Turkish Ice cream is the most unusual ice cream I’ve ever tasted; it’s completely handmade and has a chewy yet crunchy texture. If you don’t want to eat it in a cone, they can sandwich it for you in between wafers.

 As I continued wandering around the village I saw many stores making their own olive oil and olive products. In one store sat a man cross legged carving wooden spoons. There were handmade scarves of silk and wool all created with natural dye. The ladies of the village must be excellent seamstresses as they work their own lace and use it to make tops, dresses and skirts.

After we left this quaint village, we stopped by a pottery factory. I have in the past few weeks realized that ceramic tiles, bowls, plates and figurines are a big market here in Turkey, so it was an absolute treat to see how it was made. We got to see Mustafa do his magic on the potter’s wheel and create a bowl with a cover and then a vase; we then met the painter who intricately applied each stroke using natural dyes to a plate. Then we gasped in awe as we walked around and looked at all their creations.

To keep with the local feel, we even opted to drive back over the country roads rather than the highway and spotted the Greek island of Samos in a distance over the sea just as the sun was setting that evening.



Walking through History…..


……and lessons from the Bible!

Our first stop was at the House of the Virgin Mary. Mary is said to have to come to this area 
together with Saint John, and the house on top "Bulbul" mountain was where she was said to 
have spent  her last days.
A sign at the entrance of the house mentioned that when Jesus died, he left his mother in the care of Saint John as he was given Asia minor to spread the gospel, he took Mary with this as the persecutions were to have started by that time. 

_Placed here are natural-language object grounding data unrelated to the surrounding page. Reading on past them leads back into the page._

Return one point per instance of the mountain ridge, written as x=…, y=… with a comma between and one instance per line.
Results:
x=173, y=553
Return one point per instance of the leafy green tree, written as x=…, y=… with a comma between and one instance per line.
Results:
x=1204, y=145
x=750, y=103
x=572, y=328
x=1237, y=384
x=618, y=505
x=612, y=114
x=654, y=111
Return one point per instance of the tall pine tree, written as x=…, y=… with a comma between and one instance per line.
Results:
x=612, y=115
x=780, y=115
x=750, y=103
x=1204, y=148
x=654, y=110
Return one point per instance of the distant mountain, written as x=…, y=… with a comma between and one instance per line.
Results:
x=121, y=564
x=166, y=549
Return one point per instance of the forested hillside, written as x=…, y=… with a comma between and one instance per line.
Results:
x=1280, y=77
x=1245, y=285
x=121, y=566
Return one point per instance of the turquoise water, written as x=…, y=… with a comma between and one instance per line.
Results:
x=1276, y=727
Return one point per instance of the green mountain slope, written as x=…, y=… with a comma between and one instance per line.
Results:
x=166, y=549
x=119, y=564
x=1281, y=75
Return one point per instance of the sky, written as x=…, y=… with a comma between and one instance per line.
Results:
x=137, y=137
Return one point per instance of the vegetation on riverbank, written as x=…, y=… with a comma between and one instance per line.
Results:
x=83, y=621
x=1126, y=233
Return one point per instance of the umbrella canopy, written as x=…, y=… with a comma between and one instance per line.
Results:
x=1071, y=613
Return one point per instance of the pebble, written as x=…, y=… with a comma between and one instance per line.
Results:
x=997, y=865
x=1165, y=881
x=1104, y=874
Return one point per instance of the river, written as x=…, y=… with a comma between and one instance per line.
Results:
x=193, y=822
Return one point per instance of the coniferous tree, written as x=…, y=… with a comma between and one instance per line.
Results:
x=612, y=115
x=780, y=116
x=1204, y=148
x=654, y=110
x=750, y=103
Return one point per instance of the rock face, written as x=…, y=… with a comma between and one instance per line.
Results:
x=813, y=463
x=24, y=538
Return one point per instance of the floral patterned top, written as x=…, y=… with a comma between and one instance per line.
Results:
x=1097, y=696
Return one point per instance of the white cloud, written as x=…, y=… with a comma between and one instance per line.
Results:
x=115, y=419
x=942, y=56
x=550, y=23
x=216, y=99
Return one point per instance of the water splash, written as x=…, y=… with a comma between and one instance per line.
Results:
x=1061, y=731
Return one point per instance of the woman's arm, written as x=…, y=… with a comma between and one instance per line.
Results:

About few kilometers away is Ephesus where we headed next and I feel really lucky to have
been able to explore this ancient city because while it existing over 2000 years ago it just seemed so modern. Ephesus was an ancient Greek city, and later a major Roman city dating back to the 1st century BC. The city appeared to be well planned and well laid out. Apart from houses and underground water pipes they had hospitals, chemists, public baths, a library, an impressive open air theater built for 25,000 people. It was just as any modern city would have been built. As you walk around you see references to Persia, Alexander the Great, the Emperor Constantine and things you would only find in history books; and to imagine I was now walking down the same marble road as them.


The city of Ephesus was famed for the Temple of Artemis which was built around 550 BC and is now one of the Seven Wonders of the Ancient World. Thanks to our stop at this ancient wonder, this is now 2 down on my list of 7wonder sightings! Currently, the temple is represented only by one inconspicuous column. However, and this takes some imagination, if you think of a 127 such pillars the temple in its time must have been absolutely imposing.

We drove past the "Paul tower" where St Paul was imprisoned for a short time. Bible references capture letters he's written while imprisoned at this location. His imprisonment reminded me of a something I've always heard my grandmother say. She's always said that the God we worship is ‘omnipresent’ and hence we never worship idols. Now apparently, St Paul went around preaching the same thing and was then imprisoned because of a dispute with silversmiths whose livelihood depended on selling the statuettes of Artemis in the Temple of Artemis. If Nana lived in this time, she'd have never been popular with these silversmiths either.

They say the Gospel of Saint John might have been written in Ephesus. As we walked around the Basilica of St. John built in the 6th century AD, I wondered many times where he must have been sitting while writing this gospel and what he drew inspiration from. Had I ever read this gospel, I may have had more ideas!

Ephesus, was once the trade center of the ancient world and a religious center of early Christianity. So, this day was essentially like walking on the same ground as the apostles and all those other famous people from the past.